I have shot five 300 rounds with it, All were 300's with no less than 51 x's. My valley is short, almost as soon as it drops off it hits the back wall... and pulling aginst a drawstop on both cams... its extremely solid. Never creep tuned it, i have "walk back" tuned it though... hits the same hole. Gotta love it


----------



## kasey3420 (Apr 3, 2010)

*pearson advantage*

i have been shooting 3d shoots for about 25 years and have several state championships to my name and have shot about every brand of bow out there and i have never and i mean never shot a bow that feels as good or shoots as good as this bow i just got it yesterday and i love it it makes me want to shoot it more and more everytime i pull the trigger. it shoots so good it seems almost unfair...


----------



## jim p (Oct 29, 2003)

Everything that I am hearing about this bow is good. How is the draw length adjusted on the bow? Do you use modules and then adjust the draw stops?


----------



## pabowman (Jun 19, 2005)

jim p said:


> Everything that I am hearing about this bow is good. How is the draw length adjusted on the bow? Do you use modules and then adjust the draw stops?


Depends on the cam system you get, The R2B2 cams are draw length specific. The Legend cams are modular... I have used both on my Advantage, If I had to choose one to stick with, it would be the R2B2's... I just seemed to shoot better with them... of course i was shooting alot of indoor spots with them, and now have moved outside to 3-d using the Legend cams, so that might have something to do with it?


----------



## asa_low12 (Mar 15, 2008)

I've been shooting the advantage for a month or two now and have shot several 300 vegas rounds with 22x's being the highest. Had a "bad" day and had a 300 15x a few days ago. That's the lowest x count i've had with it. I've shot quite a few rounds and the lowest has been 298 vegas. One of the 299 rounds I had the 9 came on the last shot. 

I've also shot a lot of 3d with it and have shot some really good scores with it on known distance. I shot 17 up (first target was a 5 on a wolf in an open field in very high wind gusts) and shot 8 up on the known distance day of an asa. 

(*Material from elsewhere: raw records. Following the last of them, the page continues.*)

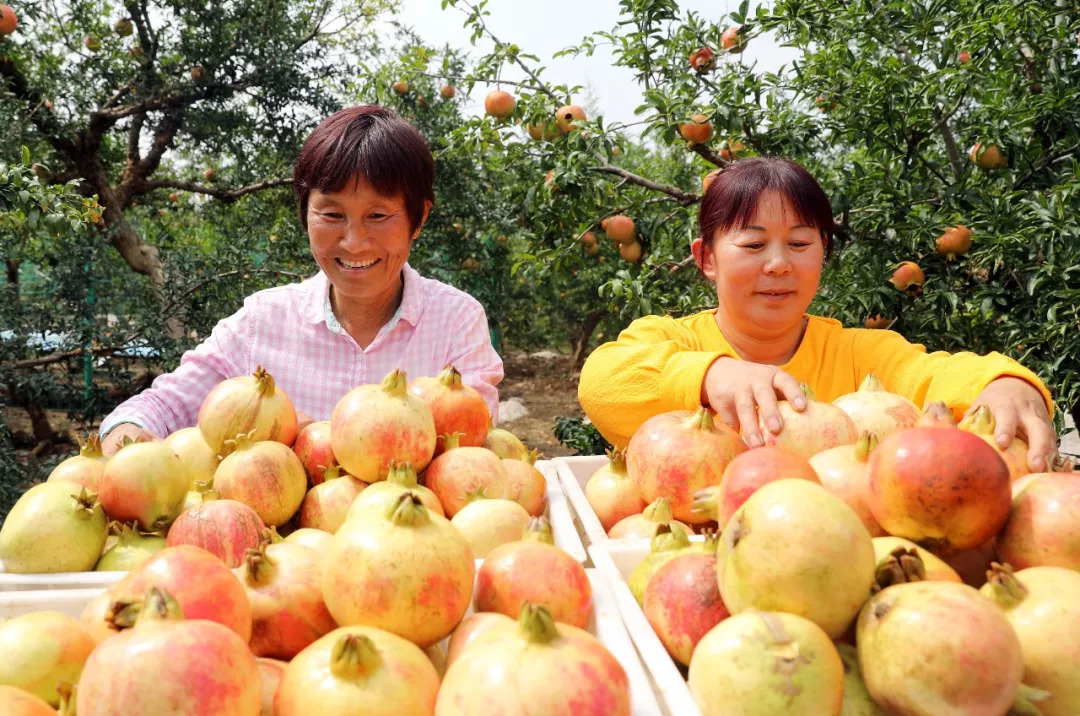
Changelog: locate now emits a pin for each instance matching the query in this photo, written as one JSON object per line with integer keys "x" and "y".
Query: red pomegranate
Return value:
{"x": 611, "y": 494}
{"x": 373, "y": 426}
{"x": 246, "y": 404}
{"x": 266, "y": 476}
{"x": 820, "y": 427}
{"x": 200, "y": 582}
{"x": 683, "y": 603}
{"x": 225, "y": 528}
{"x": 455, "y": 407}
{"x": 169, "y": 664}
{"x": 944, "y": 504}
{"x": 287, "y": 608}
{"x": 753, "y": 469}
{"x": 842, "y": 472}
{"x": 461, "y": 471}
{"x": 1043, "y": 526}
{"x": 538, "y": 571}
{"x": 313, "y": 448}
{"x": 676, "y": 454}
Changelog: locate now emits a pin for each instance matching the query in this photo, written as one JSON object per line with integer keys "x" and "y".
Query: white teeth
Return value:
{"x": 358, "y": 265}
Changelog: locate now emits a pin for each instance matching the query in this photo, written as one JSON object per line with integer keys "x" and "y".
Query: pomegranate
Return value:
{"x": 132, "y": 549}
{"x": 824, "y": 575}
{"x": 191, "y": 447}
{"x": 200, "y": 582}
{"x": 326, "y": 504}
{"x": 683, "y": 603}
{"x": 527, "y": 486}
{"x": 17, "y": 702}
{"x": 781, "y": 663}
{"x": 459, "y": 471}
{"x": 745, "y": 474}
{"x": 645, "y": 525}
{"x": 904, "y": 624}
{"x": 247, "y": 404}
{"x": 820, "y": 427}
{"x": 409, "y": 572}
{"x": 270, "y": 673}
{"x": 842, "y": 472}
{"x": 676, "y": 454}
{"x": 876, "y": 410}
{"x": 315, "y": 539}
{"x": 374, "y": 424}
{"x": 517, "y": 667}
{"x": 471, "y": 629}
{"x": 983, "y": 423}
{"x": 267, "y": 476}
{"x": 53, "y": 527}
{"x": 902, "y": 561}
{"x": 41, "y": 650}
{"x": 287, "y": 608}
{"x": 167, "y": 664}
{"x": 535, "y": 570}
{"x": 225, "y": 528}
{"x": 1043, "y": 526}
{"x": 944, "y": 504}
{"x": 1042, "y": 604}
{"x": 359, "y": 670}
{"x": 84, "y": 469}
{"x": 454, "y": 406}
{"x": 382, "y": 495}
{"x": 145, "y": 482}
{"x": 314, "y": 449}
{"x": 486, "y": 524}
{"x": 504, "y": 444}
{"x": 670, "y": 540}
{"x": 611, "y": 494}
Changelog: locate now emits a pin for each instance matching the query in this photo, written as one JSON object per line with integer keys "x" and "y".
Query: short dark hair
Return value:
{"x": 732, "y": 197}
{"x": 374, "y": 143}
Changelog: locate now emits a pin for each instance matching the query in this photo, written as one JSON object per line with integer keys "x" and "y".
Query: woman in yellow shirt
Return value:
{"x": 766, "y": 226}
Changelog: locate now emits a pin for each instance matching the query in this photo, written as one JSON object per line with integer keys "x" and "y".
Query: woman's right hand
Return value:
{"x": 738, "y": 390}
{"x": 115, "y": 440}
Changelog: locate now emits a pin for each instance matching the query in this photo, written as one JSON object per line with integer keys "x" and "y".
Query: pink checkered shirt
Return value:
{"x": 294, "y": 335}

To be honest I have shot a couple of pretty crappy scores with the bow to but it was totally my fault. At the Paris asa I ended up putting over 3 yards on my tape the whole time I was there and shot low the whole time and shot 1.5 yards low when I got back home. I checked the ata and it was dead perfect. I then suspected the peep moving ( I tied it in and didn't do a good job becuase I was in a hurry). So I measured the peep and then shot my normal practice rounds for 3 days and measured and it was already 1/16th lower after about 200 shots. I really feel i'll be back on track now with the peep issue fixed. Most every "bad" shot with this bow has been up and down due to yardage or peep moving. I just don't hardly miss left and right with this thin grip. I shot all the way out to 120 yards and was keeping a foot groups with a mild wind.

You won't be let down by it:wink:


----------



## Shady1881 (Aug 23, 2006)

I just got mine today. This is by far the best shooting bow I have ever shot. I am extremely happy with the bow and the.service with Pearson. Smooth draw and a rock solid backwall and no vibration. I cant wait till daylight just so I can shoot it again. I was told I could not shoot it in the house anymore. I highly recommend if you have a chance to shoot this bow do it. If you see someone with one just ask I am sure they won't mind. Thanks again guys at Pearson for building such a great bow.


----------



## Shady1881 (Aug 23, 2006)

I just got mine today. This is by far the best shooting bow I have ever shot. I am extremely happy with the bow and the.service with Pearson. Smooth draw and a rock solid backwall and no vibration. I cant wait till daylight just so I can shoot it again. I was told I could not shoot it in the house anymore. I highly recommend if you have a chance to shoot this bow do it. If you see someone with one just ask I am sure they won't mind. Thanks again guys at Pearson for building such a great bow.


----------